22 112 Nieuwe Commissievoorstellen en initiatieven van de lidstaten van de Europese Unie

Nr. 3811 VERSLAG VAN EEN SCHRIFTELIJK OVERLEG

Vastgesteld 24 oktober 2023

De vaste commissie voor Infrastructuur en Waterstaat heeft een aantal vragen en opmerkingen voorgelegd aan de Staatssecretaris van Infrastructuur en Waterstaat over de brief van 8 september 2023 over het Fiche: Herziening Kaderrichtlijn afvalstoffen (Kamerstuk 22 112, nr. 3770).

De vragen en opmerkingen zijn op 21 september 2023 aan de Staatssecretaris van Infrastructuur en Waterstaat voorgelegd. Bij brief van 23 oktober 2023 zijn de vragen beantwoord.

De voorzitter van de commissie, T. de Groot

Adjunct-griffier van de commissie, Wiendels

Vragen en opmerkingen vanuit de fracties en reactie van de bewindspersoon

VVD-fractie

De leden van de VVD-fractie lezen in het fiche dat het voorstel hoofdzakelijk de onderwerpen textiel en voedselverspilling betreft. Deze leden vinden dat daarmee de transitie van afval naar grondstof onvoldoende onderwerp is van deze herziening en vragen de Staatssecretaris of zij het daarmee eens is.
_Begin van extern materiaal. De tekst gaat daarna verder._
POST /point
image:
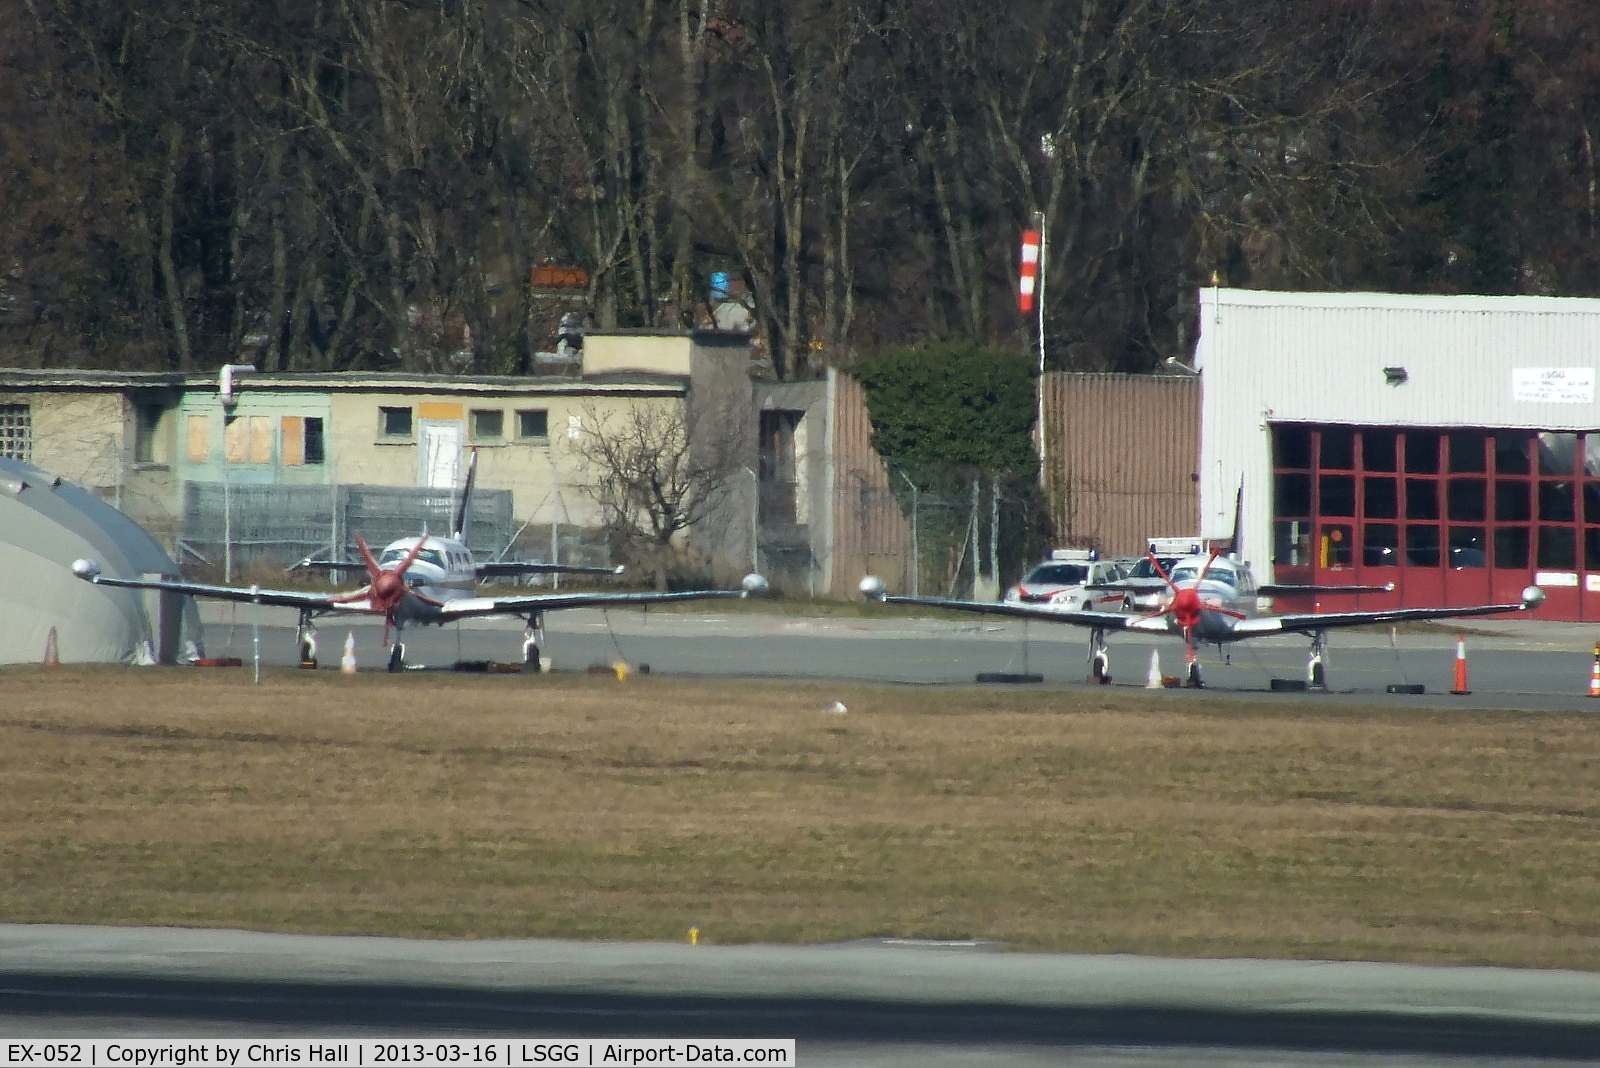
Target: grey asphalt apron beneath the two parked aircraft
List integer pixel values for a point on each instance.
(1511, 663)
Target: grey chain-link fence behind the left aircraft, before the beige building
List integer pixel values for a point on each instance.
(233, 530)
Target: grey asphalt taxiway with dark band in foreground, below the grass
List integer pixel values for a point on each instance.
(879, 1003)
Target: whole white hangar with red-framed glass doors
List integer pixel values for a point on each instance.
(1446, 444)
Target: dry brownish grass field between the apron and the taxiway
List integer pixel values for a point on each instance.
(586, 808)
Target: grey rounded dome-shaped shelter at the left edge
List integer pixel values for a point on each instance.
(49, 524)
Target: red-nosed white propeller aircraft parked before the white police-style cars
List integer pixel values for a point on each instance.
(1212, 600)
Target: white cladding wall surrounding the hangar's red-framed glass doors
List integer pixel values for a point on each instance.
(1321, 357)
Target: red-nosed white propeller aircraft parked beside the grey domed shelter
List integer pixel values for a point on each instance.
(423, 581)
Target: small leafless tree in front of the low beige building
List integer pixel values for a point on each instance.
(657, 472)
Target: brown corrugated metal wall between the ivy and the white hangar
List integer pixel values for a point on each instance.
(1124, 452)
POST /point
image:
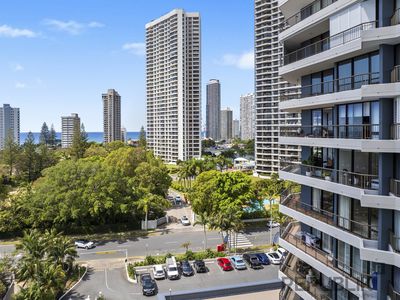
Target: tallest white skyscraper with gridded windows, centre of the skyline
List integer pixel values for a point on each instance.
(173, 86)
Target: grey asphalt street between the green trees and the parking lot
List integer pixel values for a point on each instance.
(159, 243)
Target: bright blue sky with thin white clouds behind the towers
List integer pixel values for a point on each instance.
(58, 56)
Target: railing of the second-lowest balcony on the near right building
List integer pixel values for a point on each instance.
(290, 235)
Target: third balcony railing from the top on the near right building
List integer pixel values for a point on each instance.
(334, 86)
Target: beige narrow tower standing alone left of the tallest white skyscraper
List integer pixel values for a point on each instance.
(111, 116)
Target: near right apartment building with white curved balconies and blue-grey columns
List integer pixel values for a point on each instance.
(344, 242)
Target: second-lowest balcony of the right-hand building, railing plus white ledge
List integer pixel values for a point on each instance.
(324, 262)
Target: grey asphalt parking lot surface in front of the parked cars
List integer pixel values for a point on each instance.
(113, 284)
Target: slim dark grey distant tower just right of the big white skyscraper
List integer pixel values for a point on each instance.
(213, 109)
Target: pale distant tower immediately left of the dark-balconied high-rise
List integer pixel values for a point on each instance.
(247, 116)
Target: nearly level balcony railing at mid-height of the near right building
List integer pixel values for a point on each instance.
(363, 131)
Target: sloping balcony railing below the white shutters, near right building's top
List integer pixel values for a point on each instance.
(328, 43)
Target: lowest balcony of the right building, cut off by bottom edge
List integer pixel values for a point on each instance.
(296, 271)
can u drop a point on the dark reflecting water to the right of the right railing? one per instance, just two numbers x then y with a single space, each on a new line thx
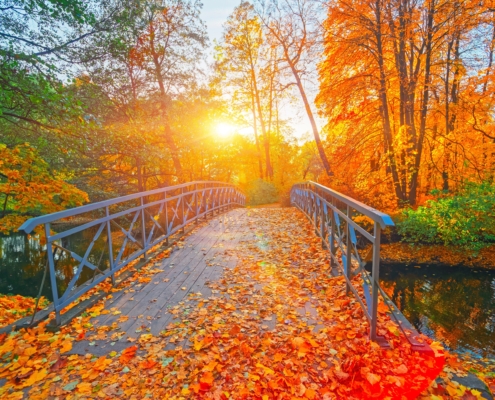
453 305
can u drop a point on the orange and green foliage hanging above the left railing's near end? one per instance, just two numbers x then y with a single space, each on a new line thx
28 186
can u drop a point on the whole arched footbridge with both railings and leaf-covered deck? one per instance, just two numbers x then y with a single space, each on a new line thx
207 294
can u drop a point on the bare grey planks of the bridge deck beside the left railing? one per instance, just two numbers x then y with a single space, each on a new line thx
184 279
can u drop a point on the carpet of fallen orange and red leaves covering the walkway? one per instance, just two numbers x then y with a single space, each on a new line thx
276 326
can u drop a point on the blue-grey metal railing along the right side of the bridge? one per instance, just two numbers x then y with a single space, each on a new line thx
339 221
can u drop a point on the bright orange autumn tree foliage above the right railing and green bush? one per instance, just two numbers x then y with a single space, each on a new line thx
404 90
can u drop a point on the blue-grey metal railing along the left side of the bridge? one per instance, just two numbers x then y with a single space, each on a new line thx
120 230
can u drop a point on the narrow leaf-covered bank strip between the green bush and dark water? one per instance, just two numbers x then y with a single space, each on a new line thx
436 255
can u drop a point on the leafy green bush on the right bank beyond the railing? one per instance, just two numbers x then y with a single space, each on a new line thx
465 220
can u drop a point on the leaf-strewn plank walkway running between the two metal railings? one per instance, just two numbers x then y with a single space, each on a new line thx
246 306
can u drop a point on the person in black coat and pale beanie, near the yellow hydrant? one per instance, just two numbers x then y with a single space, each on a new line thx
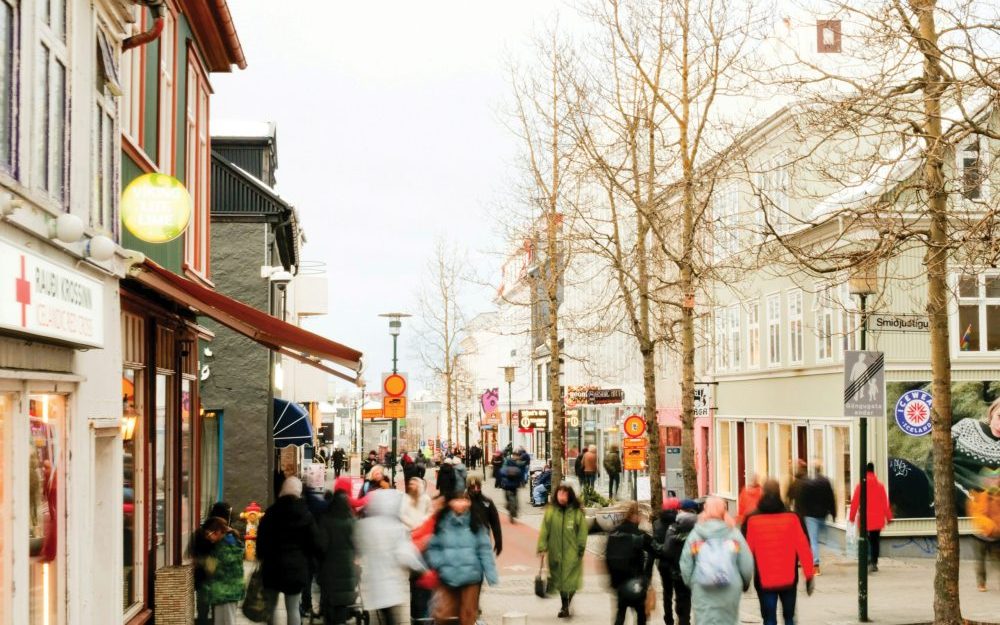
286 538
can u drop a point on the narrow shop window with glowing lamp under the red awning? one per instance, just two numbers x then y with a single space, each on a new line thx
132 389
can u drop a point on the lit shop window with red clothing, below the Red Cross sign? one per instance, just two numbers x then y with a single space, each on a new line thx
46 508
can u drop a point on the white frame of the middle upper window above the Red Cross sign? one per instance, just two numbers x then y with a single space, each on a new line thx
45 167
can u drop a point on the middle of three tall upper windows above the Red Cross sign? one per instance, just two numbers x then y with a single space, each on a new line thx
50 131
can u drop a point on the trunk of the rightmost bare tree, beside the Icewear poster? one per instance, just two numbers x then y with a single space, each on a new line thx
947 608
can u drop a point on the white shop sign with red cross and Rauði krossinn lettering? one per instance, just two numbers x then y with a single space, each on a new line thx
42 298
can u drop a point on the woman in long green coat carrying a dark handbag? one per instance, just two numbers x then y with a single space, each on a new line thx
564 539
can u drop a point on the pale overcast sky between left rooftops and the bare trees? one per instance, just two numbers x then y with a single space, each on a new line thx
389 134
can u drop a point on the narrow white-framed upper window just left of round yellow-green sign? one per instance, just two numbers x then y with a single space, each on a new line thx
104 153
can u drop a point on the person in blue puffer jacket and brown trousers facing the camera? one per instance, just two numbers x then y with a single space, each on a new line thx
461 553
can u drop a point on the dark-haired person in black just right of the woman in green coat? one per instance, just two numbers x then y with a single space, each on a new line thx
629 565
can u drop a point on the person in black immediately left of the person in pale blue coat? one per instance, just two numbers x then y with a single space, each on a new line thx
670 532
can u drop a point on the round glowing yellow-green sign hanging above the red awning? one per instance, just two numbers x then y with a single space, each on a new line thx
156 208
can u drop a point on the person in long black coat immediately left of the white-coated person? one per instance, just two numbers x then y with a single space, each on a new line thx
337 575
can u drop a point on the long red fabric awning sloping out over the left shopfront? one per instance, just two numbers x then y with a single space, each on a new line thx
269 331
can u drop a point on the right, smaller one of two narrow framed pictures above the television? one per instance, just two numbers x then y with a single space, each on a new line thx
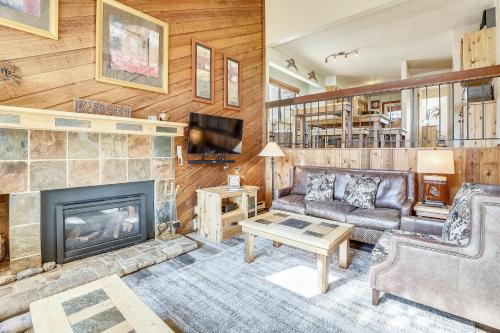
232 83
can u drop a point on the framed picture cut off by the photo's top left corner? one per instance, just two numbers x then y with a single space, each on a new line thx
39 17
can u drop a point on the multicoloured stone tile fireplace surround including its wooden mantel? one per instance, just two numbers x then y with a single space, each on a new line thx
38 159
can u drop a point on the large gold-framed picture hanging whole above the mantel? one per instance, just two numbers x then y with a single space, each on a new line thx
131 47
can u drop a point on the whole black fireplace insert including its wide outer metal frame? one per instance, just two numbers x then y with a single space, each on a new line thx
82 222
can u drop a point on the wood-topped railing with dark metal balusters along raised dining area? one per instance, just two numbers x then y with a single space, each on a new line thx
455 109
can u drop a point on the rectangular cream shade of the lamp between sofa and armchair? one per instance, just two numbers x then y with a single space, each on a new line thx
435 162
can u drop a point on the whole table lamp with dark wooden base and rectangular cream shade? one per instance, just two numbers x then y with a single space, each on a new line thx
435 165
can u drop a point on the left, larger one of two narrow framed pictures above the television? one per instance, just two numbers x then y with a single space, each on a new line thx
203 64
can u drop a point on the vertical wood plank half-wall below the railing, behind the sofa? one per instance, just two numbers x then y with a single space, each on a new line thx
475 165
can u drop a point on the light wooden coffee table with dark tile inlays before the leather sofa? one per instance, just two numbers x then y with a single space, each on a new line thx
308 233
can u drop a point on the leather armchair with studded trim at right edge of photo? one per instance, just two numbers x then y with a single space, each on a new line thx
460 279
Daar ben ik het mee eens. Er is meer nodig om de nodige transities te bewerkstelligen. In consultatierondes voorafgaand aan de publicatie van het voorstel heb ik ook de wens uitgesproken voor een grondige herziening van de Kaderrichtlijn afvalstoffen.1 Deze beknopte herziening is slechts een kleine stap daarin, maar tegelijkertijd juich ik toe dat de Commissie in ieder geval voor de onderwerpen textiel en voedselverspilling nu deze herzieningen voorstelt. Bij een volgende meer integrale herziening van deze richtlijn zal mijn inzet zich inderdaad richten op het beter borgen van de benodigde grondstoffentransitie in den brede.

De leden van de VVD-fractie lezen in het fiche geen enkel woord over het vereenvoudigen van de einde-afvalstatus. Deze leden worden echter regelmatig geconfronteerd met voorbeelden waarbij ondernemers, ondanks dat ze voldoen aan de vier criteria voor einde-afvalfase (artikel 6, Kra), beperkt worden in het handelen in deze grondstoffen. Zij vragen de Staatssecretaris om aan te geven waarom dat geen aanleiding is voor herziening en welke maatregelen er dan wellicht elders voorliggen die de import en export van grondstoffen ten behoeve van een werkelijk circulaire economie bevorderen.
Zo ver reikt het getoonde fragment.